Back immediately to matters musical, poor old Tim, as he says in his own post on the subject, went out recently with the lovely intention of buying little Isobel Growl the single that was top of the charts when she was born as a sort of keepsake for her. Except it turned out to be shit. So he tried the top of the indie charts… which turned out to be shit as well. What’s a well meaning new dad to do? Downloading her something from the top of the eMusic charts and storing it on a USB drive for ten years just doesn’t have the same ring to it somehow. Maybe a compilation, I suggested – some decent popular stuff to mark time and place, some appropriate stuff for sentimental reasons and some of your own current favourites, for personalisation.

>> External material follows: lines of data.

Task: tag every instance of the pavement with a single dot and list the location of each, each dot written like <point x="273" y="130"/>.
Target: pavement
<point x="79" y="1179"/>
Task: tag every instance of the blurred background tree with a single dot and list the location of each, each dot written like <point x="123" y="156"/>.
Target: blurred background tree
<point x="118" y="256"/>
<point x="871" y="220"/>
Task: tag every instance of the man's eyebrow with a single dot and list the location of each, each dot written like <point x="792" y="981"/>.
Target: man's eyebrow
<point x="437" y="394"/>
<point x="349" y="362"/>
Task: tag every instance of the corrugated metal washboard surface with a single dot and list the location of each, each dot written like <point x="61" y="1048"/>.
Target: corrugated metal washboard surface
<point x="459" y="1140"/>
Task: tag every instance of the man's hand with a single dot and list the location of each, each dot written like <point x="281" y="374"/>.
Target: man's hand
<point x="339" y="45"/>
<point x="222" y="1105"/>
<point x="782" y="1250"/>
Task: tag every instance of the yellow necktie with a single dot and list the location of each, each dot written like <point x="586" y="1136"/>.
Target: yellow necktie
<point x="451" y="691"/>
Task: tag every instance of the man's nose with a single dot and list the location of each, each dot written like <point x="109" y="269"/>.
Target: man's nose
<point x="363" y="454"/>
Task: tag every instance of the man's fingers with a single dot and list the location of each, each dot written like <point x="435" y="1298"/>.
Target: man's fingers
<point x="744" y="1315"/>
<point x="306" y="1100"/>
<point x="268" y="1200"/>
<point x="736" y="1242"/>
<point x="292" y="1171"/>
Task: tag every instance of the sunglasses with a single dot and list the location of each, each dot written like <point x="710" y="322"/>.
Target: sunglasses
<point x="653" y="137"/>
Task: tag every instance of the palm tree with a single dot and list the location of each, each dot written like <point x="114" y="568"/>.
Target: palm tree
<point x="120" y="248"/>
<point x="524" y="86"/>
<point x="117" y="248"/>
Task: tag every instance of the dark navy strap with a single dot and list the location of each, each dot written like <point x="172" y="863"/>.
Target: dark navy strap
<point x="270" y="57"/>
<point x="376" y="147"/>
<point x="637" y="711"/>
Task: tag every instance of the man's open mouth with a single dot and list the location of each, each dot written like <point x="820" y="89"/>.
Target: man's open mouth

Whilst this isn’t a bad idea of course it is rather predicated on the assumption that wee Isobel won’t grow up to be an emo kid. Or into supermarket pop. Basically, this wonderful gesture of love and sharing might have her wrinkle her nose and say ‘Dad, that’s shit.’ Not that she’d say that I hasten to add, because she’ll be a well raised little girl of course.

How do you stop your kids going off the deep end – turning to the dark side, as it were – as far as music is concerned? I mean, drink, drugs, stealing, cheating, lying, teenage pregnancy and a taste for tinned custard are one thing, but any honest, decent upstanding citizen must surely draw the line at Fallout Boy. Or Busted. Or Westlife.

Half Man Half Biscuit – Vatican Broadside Who indeed?

Well to prevent such unmitigated disasters in the life of a youngster you need one thing first and foremost, and this Tim has: decent taste in music. This is an important starting point. You can’t keep kids away from Limp Biscuit (yeah, yeah, whatever) by trying to lure them away with the spineless dadrock of Coldplay. (Tim, I’m afraid this includes Athlete – keep them well away from the poor girl, you might lose her for good) No Aerosmith, no Kasabian, no Jamiroquai (unless you’re keen to find out what it’s like to be stabbed in the foot by a desperate six-month-old armed with a pencil), and definitely no prog. None. The Lead Zeppelin are not a band. Nor are The Pink Floyd. Nor, come to think or it, The Deaf Leopard.

Now that this is established we begin the long, meticulous process of indoctrination. My own parents had an excellent good cop-bad cop thing going. My Dad had all the more heavyweight stuff – Dylan, The Band, Tom Waits, Neil Young, Jackson Browne – where my Mum had more pop taste – Duran Duran, Bowie, The Stones, early Elton John, ABC, Tina Turner, even some Depeche Mode and Erasure. This way, if I felt I had to rebel then I had somewhere to go that was different, but never outside the confines of what is just and right. Very, very cunning. A bit like the way Tony Blair conned a nation into rebelling and voting Labour, only to realise when it was already far, far too late that they were just a bunch of Tories in sharper suits.

So, comprehensively outplayed, where do I find myself now? Exactly where my parents’ music collection put me, that’s where. So never fear, Tim, play your cards right and she’ll be putty in your hands!

The Band – Rocking Chair for the Old Git.
David Bowie – China Girl for Mother Toad.